The fair deleted the post from its Facebook page, but critics slammed the dunk tank impersonation and the fair association’s comment as transphobic. U.S. Sen. Bob Casey, a Democrat, and other politicians issued statements of condemnation. Some people said they planned to skip this year’s fair, scheduled for late September.

At a press conference Tuesday afternoon, Levine said she had read about the story.

“My only reaction is that I am going to stay — no matter what happens — laser-focused on protecting the public health in Pennsylvania,” she said.

“Our vision at the Pennsylvania Department of Health is a healthy Pennsylvania for all. And I’m going to do absolutely everything I can to achieve that whether people agree with me or whether they don’t agree with me. Their health is still important to me.”

In a written statement, the fair said that Levine’s likeness was used to raise money for fire departments whose fundraising has been hampered by COVID-19, and had nothing to do with her gender identity. The statement pointed out she’s a public figure.

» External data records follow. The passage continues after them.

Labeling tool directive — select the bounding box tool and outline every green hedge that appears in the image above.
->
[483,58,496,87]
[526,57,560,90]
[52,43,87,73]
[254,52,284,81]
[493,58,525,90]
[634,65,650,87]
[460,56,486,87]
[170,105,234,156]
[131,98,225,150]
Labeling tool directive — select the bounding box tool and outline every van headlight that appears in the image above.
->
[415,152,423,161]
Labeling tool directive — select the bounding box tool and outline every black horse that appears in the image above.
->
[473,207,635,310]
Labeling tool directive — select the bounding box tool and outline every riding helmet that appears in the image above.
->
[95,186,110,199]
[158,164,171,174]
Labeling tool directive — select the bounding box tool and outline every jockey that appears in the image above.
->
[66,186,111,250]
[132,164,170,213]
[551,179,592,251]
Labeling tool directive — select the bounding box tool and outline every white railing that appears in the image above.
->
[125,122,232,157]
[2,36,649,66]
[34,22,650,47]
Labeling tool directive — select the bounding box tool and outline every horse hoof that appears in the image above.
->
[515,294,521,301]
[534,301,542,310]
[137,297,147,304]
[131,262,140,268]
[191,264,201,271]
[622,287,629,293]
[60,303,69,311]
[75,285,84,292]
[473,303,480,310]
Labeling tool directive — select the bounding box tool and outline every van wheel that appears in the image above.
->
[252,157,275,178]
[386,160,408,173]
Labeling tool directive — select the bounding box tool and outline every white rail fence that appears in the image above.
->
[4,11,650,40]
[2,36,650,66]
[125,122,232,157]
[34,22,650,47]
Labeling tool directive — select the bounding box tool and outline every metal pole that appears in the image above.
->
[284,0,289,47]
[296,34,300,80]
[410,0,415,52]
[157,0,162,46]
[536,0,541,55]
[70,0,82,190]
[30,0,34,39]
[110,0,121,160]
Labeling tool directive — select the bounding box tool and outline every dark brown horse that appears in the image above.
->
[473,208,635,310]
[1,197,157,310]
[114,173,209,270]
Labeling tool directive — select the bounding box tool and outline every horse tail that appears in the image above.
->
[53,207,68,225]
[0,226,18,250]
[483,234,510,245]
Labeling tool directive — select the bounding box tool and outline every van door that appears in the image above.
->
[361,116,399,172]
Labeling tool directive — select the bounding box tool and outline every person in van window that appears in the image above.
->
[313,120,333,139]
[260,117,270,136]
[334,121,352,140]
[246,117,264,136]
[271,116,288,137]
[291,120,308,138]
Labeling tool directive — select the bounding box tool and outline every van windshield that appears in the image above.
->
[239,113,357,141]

Fair officials subsequently held a news conference Tuesday and apologized, saying they meant no harm.

“A fellow dressed up in a dress to get people to throw balls at the dunk tank to raise money. It turned into where people thought we were offending Dr. Rachel Levine, and that was no intention at all,” said Fair President Randy Karschner.

The Press Enterprise newspaper of Bloomsburg identified the man in the dunk tank as Main Township Fire Chief David Broadt, who told the newspaper he did not set out to impersonate Levine — he said he was “going for a Marilyn Monroe look” — but decided to play along once he got into the dunk tank and people started saying he resembled Levine and shouting, “Where’s your mask?”

“It was just in fun,” Broadt said. “It wasn’t done to disrespect her.”

Levine is leading the state’s pandemic response and has been subjected to a stream of mockery and abuse.

Last month, a Scott Township commissioner resigned after saying at a public meeting over Zoom that he was “tired of listening to a guy dressed up like a woman.”